Pair Trading with Equity Lifestyle and Apartment Investment

The main advantage of trading using opposite Equity Lifestyle and Apartment Investment positions is that it hedges away some unsystematic risk. Because of two separate transactions, even if Equity Lifestyle position performs unexpectedly, Apartment Investment can make up some of the losses. Pair trading also minimizes risk from directional movements in the market.

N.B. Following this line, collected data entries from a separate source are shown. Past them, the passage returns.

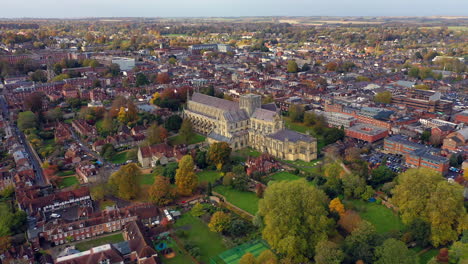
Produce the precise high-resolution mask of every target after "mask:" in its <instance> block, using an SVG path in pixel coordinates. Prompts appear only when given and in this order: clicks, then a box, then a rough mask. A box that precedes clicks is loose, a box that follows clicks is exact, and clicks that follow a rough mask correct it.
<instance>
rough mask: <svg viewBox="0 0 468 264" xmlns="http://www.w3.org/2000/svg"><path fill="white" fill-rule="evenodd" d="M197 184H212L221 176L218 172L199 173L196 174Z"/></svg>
mask: <svg viewBox="0 0 468 264" xmlns="http://www.w3.org/2000/svg"><path fill="white" fill-rule="evenodd" d="M197 176H198V182H211V183H214V182H215V181H216V180H217V179H219V178H221V177H222V175H221V173H220V172H218V171H200V172H199V173H197Z"/></svg>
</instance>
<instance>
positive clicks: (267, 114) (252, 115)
mask: <svg viewBox="0 0 468 264" xmlns="http://www.w3.org/2000/svg"><path fill="white" fill-rule="evenodd" d="M275 115H276V112H273V111H270V110H265V109H261V108H257V109H256V110H255V112H254V113H253V114H252V118H255V119H259V120H266V121H273V120H274V118H275Z"/></svg>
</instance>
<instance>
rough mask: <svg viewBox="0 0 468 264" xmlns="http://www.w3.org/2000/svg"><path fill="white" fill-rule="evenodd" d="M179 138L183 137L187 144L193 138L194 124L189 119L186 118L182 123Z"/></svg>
mask: <svg viewBox="0 0 468 264" xmlns="http://www.w3.org/2000/svg"><path fill="white" fill-rule="evenodd" d="M179 137H181V138H182V140H183V142H184V143H186V144H187V143H188V142H189V140H190V139H191V138H192V137H193V128H192V122H190V120H189V119H188V118H185V119H184V121H182V125H181V126H180V129H179Z"/></svg>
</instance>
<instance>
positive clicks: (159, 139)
mask: <svg viewBox="0 0 468 264" xmlns="http://www.w3.org/2000/svg"><path fill="white" fill-rule="evenodd" d="M167 136H168V133H167V130H166V129H165V128H164V127H162V126H158V125H157V124H152V125H151V126H150V127H149V128H148V131H147V136H146V140H147V141H148V143H149V144H150V145H153V144H159V143H162V142H164V141H165V140H166V139H167Z"/></svg>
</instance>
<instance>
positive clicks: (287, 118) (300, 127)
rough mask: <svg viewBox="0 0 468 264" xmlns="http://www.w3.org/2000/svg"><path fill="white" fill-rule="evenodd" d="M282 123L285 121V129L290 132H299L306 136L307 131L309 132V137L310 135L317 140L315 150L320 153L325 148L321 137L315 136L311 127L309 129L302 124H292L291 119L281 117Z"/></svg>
mask: <svg viewBox="0 0 468 264" xmlns="http://www.w3.org/2000/svg"><path fill="white" fill-rule="evenodd" d="M283 119H284V121H285V124H286V128H288V129H291V130H294V131H297V132H300V133H304V134H307V131H309V132H310V135H312V136H313V137H315V138H316V139H317V149H318V151H320V150H321V149H322V148H323V147H325V142H324V139H323V136H320V135H316V133H315V131H314V129H313V128H312V127H309V126H306V125H304V124H302V123H297V122H292V121H291V119H289V117H283Z"/></svg>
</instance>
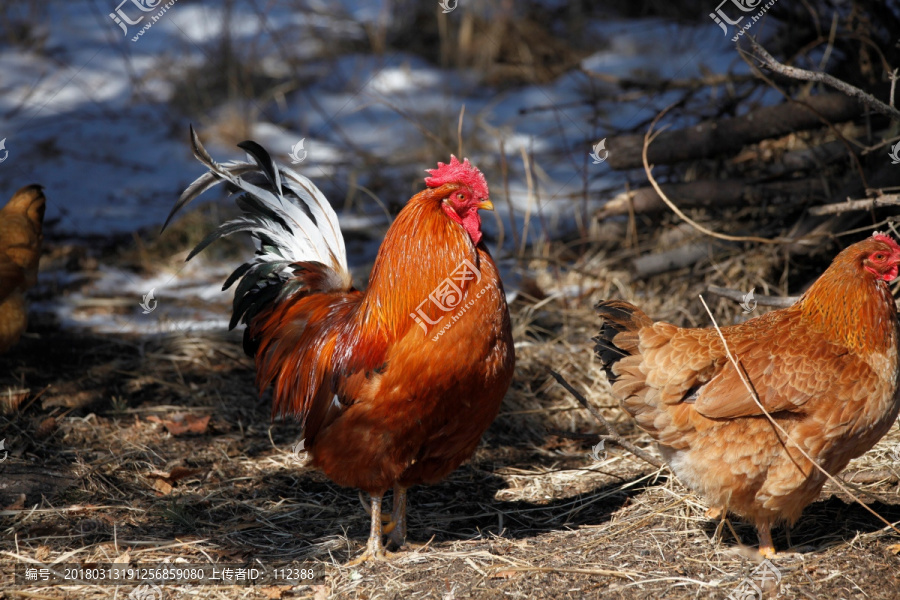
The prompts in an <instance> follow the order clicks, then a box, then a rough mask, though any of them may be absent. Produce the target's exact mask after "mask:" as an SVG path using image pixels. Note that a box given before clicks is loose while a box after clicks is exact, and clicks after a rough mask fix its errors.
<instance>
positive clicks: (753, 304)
mask: <svg viewBox="0 0 900 600" xmlns="http://www.w3.org/2000/svg"><path fill="white" fill-rule="evenodd" d="M755 291H756V288H750V291H749V292H747V293H746V294H744V296H743V298H742V299H741V310H742V311H744V314H745V315H746V314H748V313H752V312H753V311H754V310H756V298H754V297H753V292H755Z"/></svg>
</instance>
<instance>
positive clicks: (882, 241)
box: [872, 231, 900, 252]
mask: <svg viewBox="0 0 900 600" xmlns="http://www.w3.org/2000/svg"><path fill="white" fill-rule="evenodd" d="M872 238H873V239H876V240H878V241H879V242H884V243H885V244H887V245H888V246H890V247H891V250H892V251H893V252H900V246H898V245H897V242H895V241H894V238H892V237H891V236H889V235H887V234H886V233H880V232H878V231H876V232H875V233H873V234H872Z"/></svg>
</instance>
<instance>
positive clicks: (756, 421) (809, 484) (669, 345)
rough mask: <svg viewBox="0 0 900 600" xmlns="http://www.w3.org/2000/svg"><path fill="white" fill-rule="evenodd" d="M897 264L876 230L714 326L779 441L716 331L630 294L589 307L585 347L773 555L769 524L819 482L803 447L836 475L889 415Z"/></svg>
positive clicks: (815, 471) (713, 508) (898, 260)
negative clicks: (743, 518)
mask: <svg viewBox="0 0 900 600" xmlns="http://www.w3.org/2000/svg"><path fill="white" fill-rule="evenodd" d="M898 265H900V246H898V245H897V243H896V242H895V241H894V240H893V239H891V238H890V237H888V236H886V235H882V234H875V235H873V236H872V237H870V238H868V239H866V240H864V241H862V242H858V243H856V244H853V245H852V246H850V247H848V248H846V249H845V250H844V251H842V252H841V253H840V254H838V255H837V257H836V258H835V259H834V261H833V262H832V264H831V266H830V267H828V269H827V270H826V271H825V272H824V273H823V274H822V276H821V277H819V279H818V280H817V281H816V282H815V283H814V284H813V285H812V287H810V288H809V290H808V291H807V292H806V293H805V294H803V296H802V297H801V298H800V300H799V301H797V303H795V304H794V305H793V306H790V307H788V308H784V309H781V310H776V311H773V312H770V313H767V314H765V315H762V316H760V317H757V318H755V319H751V320H749V321H747V322H746V323H742V324H740V325H734V326H732V327H723V328H722V334H723V335H724V337H725V339H726V340H727V342H728V347H729V349H730V350H731V352H732V354H733V355H734V356H735V358H736V359H737V360H738V361H739V362H740V365H741V366H742V367H743V369H744V370H745V371H746V376H747V378H748V380H749V381H750V383H751V384H752V386H753V388H754V389H755V391H756V393H757V395H758V396H759V401H760V403H761V404H762V406H763V407H765V410H766V411H767V412H768V413H769V414H770V415H771V416H772V418H773V419H774V420H775V421H776V422H777V423H778V424H779V425H780V426H781V427H782V428H783V429H784V430H785V431H786V432H787V434H788V435H789V436H790V440H786V439H784V437H785V436H784V435H783V434H782V433H780V432H779V430H778V429H777V428H775V427H774V425H773V424H772V422H771V421H769V420H768V418H767V417H766V416H765V414H764V413H763V411H762V410H761V409H760V407H759V405H757V403H756V401H755V400H754V399H753V397H752V396H751V395H750V393H749V392H748V390H747V388H746V387H745V386H744V384H743V383H742V382H741V379H740V377H739V374H738V372H737V371H736V370H735V368H734V367H733V365H732V363H731V362H730V361H729V359H728V357H727V355H726V352H725V348H724V346H723V344H722V340H721V338H720V337H719V334H718V333H717V332H716V330H715V329H712V328H708V329H682V328H680V327H675V326H674V325H670V324H668V323H654V322H653V321H651V320H650V318H649V317H647V315H645V314H644V313H642V312H641V311H640V310H639V309H637V308H636V307H634V306H632V305H631V304H628V303H627V302H601V303H600V304H599V305H598V306H597V309H598V310H599V312H600V315H601V317H603V319H604V320H605V324H604V326H603V328H602V329H601V331H600V336H599V337H598V338H595V341H596V342H597V346H596V348H595V350H596V352H597V354H598V356H599V357H600V359H601V361H602V362H603V364H604V366H605V368H606V369H607V374H608V376H609V378H610V381H612V382H613V393H614V394H615V395H617V396H618V397H619V398H620V399H621V400H622V406H623V407H624V408H625V410H626V411H628V412H629V413H630V414H631V415H632V416H634V417H635V419H637V423H638V425H639V426H640V427H641V428H642V429H643V430H644V431H646V432H648V433H649V434H650V435H651V436H653V438H655V439H656V440H657V441H658V442H659V447H660V450H661V452H662V454H663V457H664V458H665V459H666V461H667V462H668V463H669V465H670V466H671V468H672V470H673V471H674V472H675V474H676V475H677V476H678V478H679V479H680V480H681V481H682V482H684V483H685V484H686V485H687V486H689V487H691V488H692V489H694V490H695V491H697V492H698V493H700V494H702V495H704V496H705V497H706V498H707V500H708V501H709V502H710V505H711V507H712V509H713V510H712V511H711V512H712V513H713V514H715V513H717V512H718V513H721V514H724V511H725V510H729V511H732V512H733V513H735V514H737V515H739V516H742V517H746V518H748V519H749V520H750V521H751V522H753V523H754V524H755V525H756V528H757V531H758V532H759V542H760V545H759V549H760V552H761V553H762V554H763V555H765V556H773V555H774V554H775V548H774V546H773V544H772V536H771V527H772V525H774V524H776V523H778V522H780V521H786V522H788V523H789V524H792V523H793V522H795V521H796V520H797V518H798V517H799V516H800V513H801V512H802V511H803V509H804V508H805V507H806V506H807V505H808V504H810V503H811V502H812V501H813V500H815V499H816V497H817V496H818V495H819V492H820V491H821V489H822V486H823V485H824V483H825V481H826V477H825V475H824V474H823V473H822V472H821V471H820V470H818V469H816V468H815V467H814V466H813V465H812V464H811V463H810V460H809V459H812V460H814V461H815V462H816V463H817V464H818V465H819V466H820V467H822V468H823V469H824V470H825V471H827V472H828V473H829V474H832V475H834V474H837V473H839V472H840V471H841V470H842V469H843V468H844V467H846V466H847V463H848V462H849V461H850V460H851V459H853V458H856V457H857V456H860V455H861V454H863V453H864V452H866V451H867V450H869V449H870V448H871V447H872V446H874V445H875V443H876V442H878V440H879V439H880V438H881V437H882V436H883V435H884V434H885V433H887V431H888V429H890V427H891V425H892V424H893V423H894V421H895V420H896V418H897V412H898V410H900V395H898V381H897V378H898V374H900V363H898V356H897V344H898V341H900V338H898V325H897V310H896V306H895V304H894V298H893V297H892V296H891V292H890V289H889V288H888V282H890V281H892V280H893V279H894V278H896V277H897V270H898ZM801 449H802V452H801ZM804 453H805V455H804ZM807 457H809V458H807Z"/></svg>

For example, if an entire industry or sector drops because of unexpected headlines, the short position in Apartment Investment will offset losses from the drop in Apartment Investment's long position.
The idea behind Equity Lifestyle Properties and Apartment Investment And pairs trading is to make the combined position market-neutral, meaning the overall market's direction will not affect its win or loss (or potential downside or upside). This can be achieved by designing a pairs trade with two highly correlated stocks or equities that operate in a similar space or sector, making it possible to obtain profits through simple and relatively low-risk investment.
Check out your portfolio center. Note that this page's information should be used as a complementary analysis to find the right mix of equity instruments to add to your existing portfolios or create a brand new portfolio. You can also try Content Syndication module to quickly integrate customizable finance content to your own investment portal.